Il est évident que d'autres Églises semblables ont vu le jour en Judée (Ga. 1.22 ; 1 Th. 2.14), bien qu'il n'y soit pas fait expressément allusion dans les Actes. Une Église locale a également été fondée dans la ville de Samarie (Ac. 8.1-24) et probablement dans de nombreux villages de la Samarie (Ac. 8.25). Peu de temps après, une Église a également débuté à Antioche de Syrie (Ac. 11.20-30 ; 13.1). Cette Église devint le point d'attache de Paul pour ses voyages missionnaires (Ac. 13.13 ; 14.26-28 ; 15.36-41 ; 18.2ss.). Il y avait un certain nombre de prophètes et de docteurs dans cette Église, mais ils ont reconnu le besoin de consulter l'Église de Jérusalem à propos des conditions pour recevoir les païens dans la communion de l'Église (Ac. 15.1-35).
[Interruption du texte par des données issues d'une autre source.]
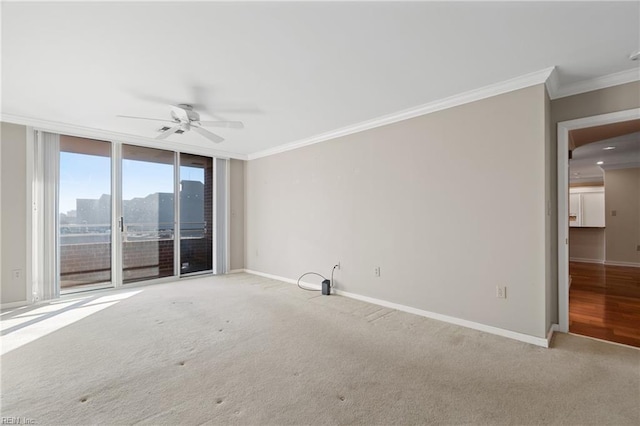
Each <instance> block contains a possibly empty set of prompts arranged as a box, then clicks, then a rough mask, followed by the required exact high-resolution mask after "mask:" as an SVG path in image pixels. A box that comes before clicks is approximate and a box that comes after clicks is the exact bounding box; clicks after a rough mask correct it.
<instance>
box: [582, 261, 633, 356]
mask: <svg viewBox="0 0 640 426" xmlns="http://www.w3.org/2000/svg"><path fill="white" fill-rule="evenodd" d="M569 274H570V275H571V287H570V288H569V331H570V332H571V333H576V334H582V335H584V336H590V337H595V338H598V339H603V340H608V341H611V342H618V343H624V344H626V345H631V346H636V347H640V268H630V267H623V266H605V265H602V264H596V263H579V262H569Z"/></svg>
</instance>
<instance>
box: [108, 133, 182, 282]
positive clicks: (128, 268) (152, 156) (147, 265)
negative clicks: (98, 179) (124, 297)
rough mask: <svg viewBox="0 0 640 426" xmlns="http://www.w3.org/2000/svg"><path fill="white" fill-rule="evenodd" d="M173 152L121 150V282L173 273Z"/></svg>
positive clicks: (125, 149) (148, 148)
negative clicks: (121, 159) (121, 272)
mask: <svg viewBox="0 0 640 426" xmlns="http://www.w3.org/2000/svg"><path fill="white" fill-rule="evenodd" d="M174 159H175V154H174V153H173V152H171V151H164V150H160V149H153V148H144V147H140V146H133V145H123V146H122V223H121V225H120V227H121V231H122V280H123V282H125V283H128V282H132V281H140V280H143V279H151V278H161V277H169V276H172V275H174V274H175V271H174V255H175V253H174V238H175V225H174V223H175V206H174V174H175V171H174V161H175V160H174Z"/></svg>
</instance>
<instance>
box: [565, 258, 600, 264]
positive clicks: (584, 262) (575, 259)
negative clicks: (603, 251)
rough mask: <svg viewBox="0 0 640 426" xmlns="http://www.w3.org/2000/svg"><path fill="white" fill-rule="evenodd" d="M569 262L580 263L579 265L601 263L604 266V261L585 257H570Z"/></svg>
mask: <svg viewBox="0 0 640 426" xmlns="http://www.w3.org/2000/svg"><path fill="white" fill-rule="evenodd" d="M569 262H579V263H599V264H603V263H604V259H587V258H584V257H570V258H569Z"/></svg>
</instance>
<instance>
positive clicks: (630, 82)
mask: <svg viewBox="0 0 640 426" xmlns="http://www.w3.org/2000/svg"><path fill="white" fill-rule="evenodd" d="M556 79H557V76H556ZM639 80H640V67H638V68H631V69H629V70H626V71H621V72H617V73H614V74H609V75H604V76H602V77H596V78H592V79H589V80H583V81H578V82H576V83H571V84H567V85H565V86H560V85H557V84H556V86H555V87H554V90H553V91H550V92H549V96H550V97H551V99H560V98H566V97H567V96H573V95H579V94H581V93H586V92H592V91H594V90H599V89H606V88H607V87H613V86H618V85H620V84H626V83H632V82H634V81H639Z"/></svg>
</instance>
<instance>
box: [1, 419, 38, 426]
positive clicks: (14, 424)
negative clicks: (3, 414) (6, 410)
mask: <svg viewBox="0 0 640 426" xmlns="http://www.w3.org/2000/svg"><path fill="white" fill-rule="evenodd" d="M0 424H3V425H35V424H36V421H35V420H34V419H30V418H29V417H0Z"/></svg>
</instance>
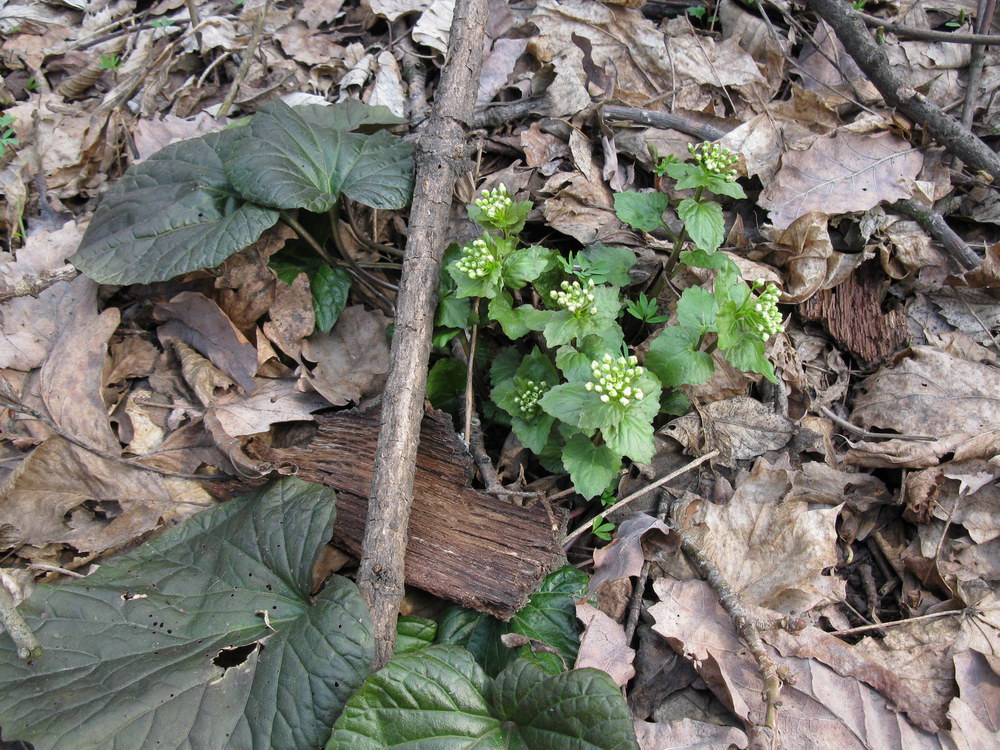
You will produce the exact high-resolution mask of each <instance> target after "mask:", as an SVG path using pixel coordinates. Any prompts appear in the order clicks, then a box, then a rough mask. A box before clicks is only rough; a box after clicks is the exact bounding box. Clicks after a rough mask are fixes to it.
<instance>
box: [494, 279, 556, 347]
mask: <svg viewBox="0 0 1000 750" xmlns="http://www.w3.org/2000/svg"><path fill="white" fill-rule="evenodd" d="M513 304H514V299H513V297H511V296H510V293H509V292H506V291H501V292H500V293H499V294H497V295H496V296H495V297H494V298H493V299H491V300H490V306H489V316H490V319H491V320H495V321H496V322H497V323H499V324H500V328H501V329H502V330H503V332H504V335H506V336H507V337H508V338H511V339H519V338H521V337H522V336H526V335H528V334H529V333H531V332H532V331H541V330H542V329H543V328H545V324H546V323H547V322H548V320H549V319H550V318H551V317H552V311H551V310H539V309H537V308H535V307H532V306H531V305H518V306H517V307H514V306H513Z"/></svg>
Finalement, comme conséquence des efforts missionnaires de Paul et des autres apôtres, ainsi que des premiers chrétiens en général, des Églises locales furent établies en Asie Mineure, en Macédoine, en Grèce, en Italie, en Espagne et dans plusieurs autres régions du monde méditerranéen. Il semble que, dans un certain sens, l'Église primitive a évangélisé sa propre génération.